薄氷(うすごおり)が春の季語。薄氷(うすらい)、春の氷、残る氷なども同意の季語です。
春めいてきて、もう氷も張ることが無いだろうと思っているころに寒さがぶり返してきて、水たまりなどに、風が吹けば揺れ動くような薄い氷の張ることがあります。
作者は、18世紀末の江戸時代、天明俳壇を代表する俳人。「弟子けだし4,000人、世に知らるる者二百有余人」と言われました。

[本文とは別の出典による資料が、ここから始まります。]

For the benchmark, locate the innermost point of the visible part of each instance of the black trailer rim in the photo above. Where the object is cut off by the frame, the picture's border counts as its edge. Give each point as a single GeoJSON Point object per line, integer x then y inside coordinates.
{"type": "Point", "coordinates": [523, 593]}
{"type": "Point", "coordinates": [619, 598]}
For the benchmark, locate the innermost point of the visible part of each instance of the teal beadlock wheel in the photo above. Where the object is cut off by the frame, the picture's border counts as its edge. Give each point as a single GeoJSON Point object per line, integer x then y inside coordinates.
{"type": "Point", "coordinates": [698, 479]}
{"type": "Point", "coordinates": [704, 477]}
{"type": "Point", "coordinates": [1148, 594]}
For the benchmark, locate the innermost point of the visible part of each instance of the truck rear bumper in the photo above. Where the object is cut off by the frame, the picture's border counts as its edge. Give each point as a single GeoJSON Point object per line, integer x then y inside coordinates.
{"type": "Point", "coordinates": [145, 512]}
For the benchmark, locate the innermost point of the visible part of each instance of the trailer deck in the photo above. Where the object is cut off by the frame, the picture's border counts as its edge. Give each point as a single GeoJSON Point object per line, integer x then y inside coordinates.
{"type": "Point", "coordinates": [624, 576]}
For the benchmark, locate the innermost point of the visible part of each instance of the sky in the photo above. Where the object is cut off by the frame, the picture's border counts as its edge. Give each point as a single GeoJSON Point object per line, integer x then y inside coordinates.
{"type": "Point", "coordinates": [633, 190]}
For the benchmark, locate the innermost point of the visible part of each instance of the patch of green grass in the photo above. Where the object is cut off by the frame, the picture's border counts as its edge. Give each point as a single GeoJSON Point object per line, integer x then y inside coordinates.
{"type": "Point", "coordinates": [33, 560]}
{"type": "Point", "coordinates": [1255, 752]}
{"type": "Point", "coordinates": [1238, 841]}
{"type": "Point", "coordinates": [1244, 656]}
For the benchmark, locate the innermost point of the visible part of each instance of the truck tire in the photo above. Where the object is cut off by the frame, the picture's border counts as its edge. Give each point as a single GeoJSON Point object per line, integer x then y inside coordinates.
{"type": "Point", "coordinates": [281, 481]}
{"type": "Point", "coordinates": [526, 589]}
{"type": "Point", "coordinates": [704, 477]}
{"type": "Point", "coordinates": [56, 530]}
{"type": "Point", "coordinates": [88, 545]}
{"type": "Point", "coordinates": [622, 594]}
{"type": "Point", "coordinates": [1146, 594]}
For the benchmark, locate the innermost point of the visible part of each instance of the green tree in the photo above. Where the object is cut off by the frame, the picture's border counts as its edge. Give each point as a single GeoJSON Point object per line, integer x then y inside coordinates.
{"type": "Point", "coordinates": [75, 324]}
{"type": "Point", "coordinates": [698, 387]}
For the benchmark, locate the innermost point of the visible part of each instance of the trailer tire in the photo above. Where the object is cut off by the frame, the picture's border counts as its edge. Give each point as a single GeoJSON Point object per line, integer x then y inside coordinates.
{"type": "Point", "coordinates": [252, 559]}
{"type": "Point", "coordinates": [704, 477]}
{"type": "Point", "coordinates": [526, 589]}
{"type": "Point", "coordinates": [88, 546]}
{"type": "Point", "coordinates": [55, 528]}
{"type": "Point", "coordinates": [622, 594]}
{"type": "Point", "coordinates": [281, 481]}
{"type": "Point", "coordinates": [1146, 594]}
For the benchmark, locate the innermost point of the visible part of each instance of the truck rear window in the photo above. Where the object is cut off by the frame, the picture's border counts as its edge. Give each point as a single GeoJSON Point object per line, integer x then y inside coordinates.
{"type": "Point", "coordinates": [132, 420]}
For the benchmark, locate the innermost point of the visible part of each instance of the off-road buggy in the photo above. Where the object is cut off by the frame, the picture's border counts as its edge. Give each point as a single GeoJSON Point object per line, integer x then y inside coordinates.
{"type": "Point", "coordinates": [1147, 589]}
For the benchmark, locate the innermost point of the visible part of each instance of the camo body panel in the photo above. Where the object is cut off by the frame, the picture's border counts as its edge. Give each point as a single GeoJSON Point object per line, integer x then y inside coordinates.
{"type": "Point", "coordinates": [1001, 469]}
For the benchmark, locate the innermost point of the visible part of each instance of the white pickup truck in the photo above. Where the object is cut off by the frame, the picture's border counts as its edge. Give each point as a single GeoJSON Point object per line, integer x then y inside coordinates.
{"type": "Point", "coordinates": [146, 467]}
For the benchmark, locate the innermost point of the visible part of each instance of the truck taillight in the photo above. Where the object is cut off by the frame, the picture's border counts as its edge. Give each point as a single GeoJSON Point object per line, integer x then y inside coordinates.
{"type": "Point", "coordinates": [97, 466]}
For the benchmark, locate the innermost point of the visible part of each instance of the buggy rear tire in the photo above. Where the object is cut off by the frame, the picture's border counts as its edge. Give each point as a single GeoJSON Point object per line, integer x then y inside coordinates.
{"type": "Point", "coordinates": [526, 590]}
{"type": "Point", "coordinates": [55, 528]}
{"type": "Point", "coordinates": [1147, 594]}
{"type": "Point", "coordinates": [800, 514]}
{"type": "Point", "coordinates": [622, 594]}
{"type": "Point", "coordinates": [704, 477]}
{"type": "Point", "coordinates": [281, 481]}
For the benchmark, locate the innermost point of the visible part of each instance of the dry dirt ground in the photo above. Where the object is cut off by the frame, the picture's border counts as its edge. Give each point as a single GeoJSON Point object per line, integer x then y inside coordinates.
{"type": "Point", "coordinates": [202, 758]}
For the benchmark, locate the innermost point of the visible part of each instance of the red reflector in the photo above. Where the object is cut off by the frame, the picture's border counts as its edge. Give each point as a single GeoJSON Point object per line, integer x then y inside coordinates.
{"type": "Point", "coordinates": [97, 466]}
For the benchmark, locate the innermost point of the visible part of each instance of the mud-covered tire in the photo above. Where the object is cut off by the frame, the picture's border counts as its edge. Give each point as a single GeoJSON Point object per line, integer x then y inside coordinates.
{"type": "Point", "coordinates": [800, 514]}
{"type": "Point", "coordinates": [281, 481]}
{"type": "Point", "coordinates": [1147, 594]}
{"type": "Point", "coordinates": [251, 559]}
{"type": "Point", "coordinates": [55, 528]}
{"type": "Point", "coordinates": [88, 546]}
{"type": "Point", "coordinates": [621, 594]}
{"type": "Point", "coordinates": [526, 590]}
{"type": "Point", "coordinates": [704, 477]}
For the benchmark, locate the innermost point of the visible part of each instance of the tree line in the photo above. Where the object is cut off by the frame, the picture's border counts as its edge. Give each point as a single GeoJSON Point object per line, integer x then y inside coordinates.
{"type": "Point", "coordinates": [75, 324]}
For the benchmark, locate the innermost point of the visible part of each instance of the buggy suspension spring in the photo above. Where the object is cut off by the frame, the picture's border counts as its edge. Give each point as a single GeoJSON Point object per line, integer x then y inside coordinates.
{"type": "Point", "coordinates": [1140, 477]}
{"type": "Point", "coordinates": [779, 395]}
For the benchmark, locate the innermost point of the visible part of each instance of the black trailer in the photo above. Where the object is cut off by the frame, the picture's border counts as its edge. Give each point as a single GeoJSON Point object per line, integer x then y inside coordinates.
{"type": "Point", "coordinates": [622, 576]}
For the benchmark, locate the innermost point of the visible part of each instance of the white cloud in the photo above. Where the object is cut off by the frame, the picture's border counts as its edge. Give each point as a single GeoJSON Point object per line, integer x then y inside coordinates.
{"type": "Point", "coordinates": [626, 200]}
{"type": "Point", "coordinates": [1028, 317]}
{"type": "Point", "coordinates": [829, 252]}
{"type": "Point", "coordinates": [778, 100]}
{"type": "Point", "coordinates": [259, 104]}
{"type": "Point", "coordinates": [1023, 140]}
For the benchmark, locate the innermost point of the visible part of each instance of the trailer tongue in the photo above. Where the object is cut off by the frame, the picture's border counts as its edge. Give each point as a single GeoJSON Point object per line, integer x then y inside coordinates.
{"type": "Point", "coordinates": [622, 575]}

この句は、薄氷に降る雨が「ほちほちと」と氷に穴をうがって透(とお)して、沈んでゆく様子を描いています。ほちほちとは、細かなものが落ちる音、物がくだかれる音を言いますね。擬音が効果を挙げています。
今日は、バレンタインデー。
作者かや・しらおの紹介は、2008年9月20日を参照。
(出典:大岡 信著「第九 折々のうた」、岩波新書、1991年刊)
・スキージャンプ女子W杯第13戦が13日にスロべニアで行われ、高梨沙羅選手は2位。連勝は10でストップ、スロベニアの選手が1位と3位。高梨沙羅選手があんまり勝ちすぎるので欧州勢のやっかみが始まりましたね。